Tax Stories

Janis Zelmenis (BDO) - The Latvian taxation 100 years ago and now

Episode Summary

Janis Zelmenis is a Chairman of Management Board & Equity Partner at BDO Latvia, and one of the most prominent tax experts in Latvia. Having the conversation exactly on his 50th birthday we look back at his achievements and aims, leadership style, his book about the post-USSR privatisation in Latvia and offshores used for that (the interview was recorded just before the Pandora Papers were released), Latvia's tax history during the 1st independence (1918-1940) and the lessons we can learn from it now, as well as his Top 3 highlights of the current tax system in Latvia.

Episode Notes

Janis Zelmenis is a Chairman of Management Board & Equity Partner at BDO Latvia, and one of the most prominent tax experts in Latvia. The Chambers Europe wrote: “Janis Zelmanis absolute knowledge of local and international legislation makes him one of the most frequently quoted personality in media widely. Janis is also an author of the book “Pendulum of Wealth” published in Latvian and Russian languages in December 2015 that is devoted to international tax planning and privatization of Ventspils Nafta in Latvia.” 
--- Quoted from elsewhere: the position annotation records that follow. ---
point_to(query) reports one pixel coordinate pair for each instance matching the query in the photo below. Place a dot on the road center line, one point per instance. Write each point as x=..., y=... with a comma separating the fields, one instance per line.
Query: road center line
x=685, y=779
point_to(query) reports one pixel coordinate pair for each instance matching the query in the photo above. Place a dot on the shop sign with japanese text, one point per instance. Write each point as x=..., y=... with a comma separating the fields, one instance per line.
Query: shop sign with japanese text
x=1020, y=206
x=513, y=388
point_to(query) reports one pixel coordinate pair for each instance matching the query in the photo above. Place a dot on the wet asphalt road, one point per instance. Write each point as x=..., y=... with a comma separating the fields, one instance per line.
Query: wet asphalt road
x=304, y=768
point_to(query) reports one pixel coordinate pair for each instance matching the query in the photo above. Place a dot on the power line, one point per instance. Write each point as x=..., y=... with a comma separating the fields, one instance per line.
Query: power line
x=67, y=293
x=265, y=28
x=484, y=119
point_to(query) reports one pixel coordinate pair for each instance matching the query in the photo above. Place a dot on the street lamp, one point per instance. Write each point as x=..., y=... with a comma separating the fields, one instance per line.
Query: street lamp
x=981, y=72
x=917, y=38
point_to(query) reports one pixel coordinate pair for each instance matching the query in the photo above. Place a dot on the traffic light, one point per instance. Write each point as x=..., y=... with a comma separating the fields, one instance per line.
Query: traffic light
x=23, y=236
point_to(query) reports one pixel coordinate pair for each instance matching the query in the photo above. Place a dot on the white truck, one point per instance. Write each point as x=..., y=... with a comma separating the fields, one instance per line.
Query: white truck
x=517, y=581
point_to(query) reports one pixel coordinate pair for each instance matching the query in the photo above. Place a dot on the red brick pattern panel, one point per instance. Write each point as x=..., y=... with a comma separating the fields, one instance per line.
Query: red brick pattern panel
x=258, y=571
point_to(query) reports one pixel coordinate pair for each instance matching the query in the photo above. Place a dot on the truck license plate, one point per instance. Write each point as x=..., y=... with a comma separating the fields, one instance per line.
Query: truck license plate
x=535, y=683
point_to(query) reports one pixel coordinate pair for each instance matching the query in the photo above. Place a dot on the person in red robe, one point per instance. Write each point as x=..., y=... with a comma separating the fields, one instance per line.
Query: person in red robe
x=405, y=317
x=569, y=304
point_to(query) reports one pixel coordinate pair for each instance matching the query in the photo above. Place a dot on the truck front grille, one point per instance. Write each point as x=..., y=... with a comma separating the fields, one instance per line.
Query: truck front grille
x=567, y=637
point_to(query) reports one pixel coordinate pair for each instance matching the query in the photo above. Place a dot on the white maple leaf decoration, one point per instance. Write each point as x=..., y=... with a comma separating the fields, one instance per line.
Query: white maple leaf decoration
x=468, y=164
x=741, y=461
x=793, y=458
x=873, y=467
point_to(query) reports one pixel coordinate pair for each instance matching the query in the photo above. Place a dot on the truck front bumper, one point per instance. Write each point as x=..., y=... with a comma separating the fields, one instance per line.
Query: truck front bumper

50 on the day of the recording

We started our chat with Janis looking back at his achievements, as at the day of the recording Janis celebrated his 50th birthday. His own milestones are closely related to the strategy of the companies he was working for. And some of the best ways to switch off from work are while hunting where there is no internet coverage. 


The more juicy part starts when we switch to his book about the privatisation when Latvia re-gained its independence from the USSR in 1990s. Some may call ir re-distribution of wealth, but Janis calls it stealing in a daylight, untaxed. Janis also gave an example of technicalities – how exactly this was happening. 


From the literature and movies Janis is into a theme of spies right now, so he has highlighted A Bridge of Spies with Tom Hanks as one of his favourite. Currently Janis reads memoire by Pavel Sudoplatov who was a hitman who killed Leon Trotsky, one of the architects of the Russian Revolution. NY Times wrote about Sudoplatov: “He was a master of the art of ''silent'' elimination of enemies of the Soviet state..”[1]

Carriage with 3-4 horses

One of Janis achievements is to lead an audit firm while being a lawyer. He enjoys having a broader perspective at the clients’ problems. Also for steady cash-flow reasons he prefers audit and bookkeeping service lines to support tax and law. Janis compared his leadership style to an example from the nature where male lions do the hardest work - hunt at night & protect the territory and for that get the juiciest part of the meal. 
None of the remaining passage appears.